Her presentation was entitled, “Unraveling the Secrets of How the Mechanobiology of Extracellular Matrix Regulates Cell and Tissue Functions,” but she devoted a portion of her talk broadly to the origins of the field of bioengineering itself. Coming from a background in physics, Vogel leapt into bioengineering in 1990 at the University of Washington, where she became founding director of the Center for Nanotechnology before moving to Switzerland in 2004.
Alluding to something Nerem said years ago, Vogel stressed, “how important it is for people to move from different disciplines into this field of bioengineering.”
Early on, as bioengineering was maturing from its infancy, she noted that engineers had a difficult time understanding, “the biology, the physiology, so they didn’t always pick the right questions to pursue. But I think what we’re seeing now is a younger generation that was educated with two backgrounds, the science and the engineering, and you’re seeing it in the presentations, in how they pick which problems to address, in how they package what they are doing, and that is absolutely crucial for this field to advance.”
There were 50 research presentations over the four-day workshop, including a wide range shared by this new generation of biomedical researchers. The talks covered such timely topics as immunotherapies, cell manufacturing, engineered hydrogels, DNA barcoding, and organoid model systems and many others.
So once again, it was a lot of deep diving along the Atlantic coast, into regenerative strategies to improve the human condition. And Guldberg, for one, came from the workshop encouraged and energized.

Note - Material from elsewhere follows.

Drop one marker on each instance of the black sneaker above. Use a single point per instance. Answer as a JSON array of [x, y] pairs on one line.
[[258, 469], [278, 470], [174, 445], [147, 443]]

“The field of regenerative medicine is moving so rapidly both in terms of the science and progress towards therapies that are having a remarkable impact on patients with cancer, degenerative conditions, and traumatic injuries,” Guldberg says. “I love this workshop and look forward to continuing to come each year, because it is the premier meeting to hear the latest progress in regenerative medicine.”